Car Rule #1: Don't buy new. My suggestion and personal philosophy is to get a 2 year old car. The reason for this is strictly numerical. As soon as you drive a new car off the lot it is taking a huge chunk of value off. In fact a large percentage of the value gets taken off in the first 2 years. By buying a car after 2 years you have avoided taking a huge depreciation hit.

Car Rule #2: Make payments to yourself.

Right now I am driving a 99 Honda Accord that does not have payments. Yet I am paying a $350 car payment to myself. There is a reason for this. It is smart. I can either make payments later and have a lot of that going to interest and be making someone else money, or I can make payments to myself now in my money market account that earns 5.05% and have interest coming in. Then when it is time to buy my 2 year old car I will have the money to pay cash for it. Side note: If you have cash you can get a major deal on a car, especially when looking to buy from individuals. When you show them you have cash and can give it to them as soon as they agree that is extremely enticing.

If you are thinking: "But I need to buy a car now but have no money saved up. What do I do?"

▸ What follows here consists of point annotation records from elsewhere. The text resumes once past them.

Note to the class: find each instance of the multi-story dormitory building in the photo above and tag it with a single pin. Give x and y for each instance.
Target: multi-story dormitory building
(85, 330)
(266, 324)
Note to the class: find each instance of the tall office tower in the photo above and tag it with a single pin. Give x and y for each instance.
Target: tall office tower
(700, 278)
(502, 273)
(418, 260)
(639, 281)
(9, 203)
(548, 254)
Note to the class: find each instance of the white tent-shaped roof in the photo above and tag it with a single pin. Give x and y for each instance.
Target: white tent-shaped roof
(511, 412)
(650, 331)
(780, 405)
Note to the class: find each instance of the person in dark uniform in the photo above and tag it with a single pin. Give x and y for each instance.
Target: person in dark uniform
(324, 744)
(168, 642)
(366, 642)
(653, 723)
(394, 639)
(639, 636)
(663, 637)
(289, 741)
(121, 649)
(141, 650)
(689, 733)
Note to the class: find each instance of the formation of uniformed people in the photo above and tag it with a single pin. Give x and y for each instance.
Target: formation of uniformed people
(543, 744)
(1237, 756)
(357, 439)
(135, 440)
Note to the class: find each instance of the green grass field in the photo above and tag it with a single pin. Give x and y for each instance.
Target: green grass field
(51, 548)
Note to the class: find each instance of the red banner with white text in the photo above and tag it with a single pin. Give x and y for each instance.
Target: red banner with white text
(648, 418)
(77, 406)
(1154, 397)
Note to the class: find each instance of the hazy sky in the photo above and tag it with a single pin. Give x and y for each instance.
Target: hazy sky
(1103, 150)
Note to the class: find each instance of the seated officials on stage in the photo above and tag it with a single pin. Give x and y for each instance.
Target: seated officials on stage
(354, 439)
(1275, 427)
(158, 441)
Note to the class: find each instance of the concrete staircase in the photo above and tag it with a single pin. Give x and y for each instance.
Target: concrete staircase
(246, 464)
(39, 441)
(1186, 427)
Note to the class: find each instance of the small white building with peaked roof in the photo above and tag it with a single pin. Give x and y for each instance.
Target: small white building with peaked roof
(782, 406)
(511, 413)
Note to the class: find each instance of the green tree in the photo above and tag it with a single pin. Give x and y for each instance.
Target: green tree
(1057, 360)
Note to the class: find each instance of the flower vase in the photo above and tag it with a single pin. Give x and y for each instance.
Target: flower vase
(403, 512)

I will answer your question by giving you 2 scenarios and you can decide for yourself which is better.

Normally we buy:

$18,000 car; 7 years at 10%; payments of $300; value after 7 years, $800

Or we could buy instead:

$6,000 car; 7 years at 10%; payments of $100; value after 7 years, $400.
The other $200 per month is saved at 10% (mutual fund) for 7 years = $24,190

Now who may the right choice:

At Year Seven
The car is fully depreciated, in either plan, but in the 2nd plan:

Savings $24,190
One year old car for cash <$16,000>
Left in savings $ 8,190

No Car Payments!

Another Seven Years
Saving $300 per month from year 7 to year 14
plus interest on $8,190 (10% return) the car is fully depreciated again.

Savings $52,245
One year old car for cash <$25,000>
Left in savings $27,245

No Car Payments!

Which scenario do you choose?

After 14 years you are in a position where you are set up to never have to make another car payment just because of a decision you made 14 years ago.

It is a shift of thinking from, "I will always have a car payment" to "I never want a car payment."

Use the compound interest factor for your advantage and not against you. It is powerful either way.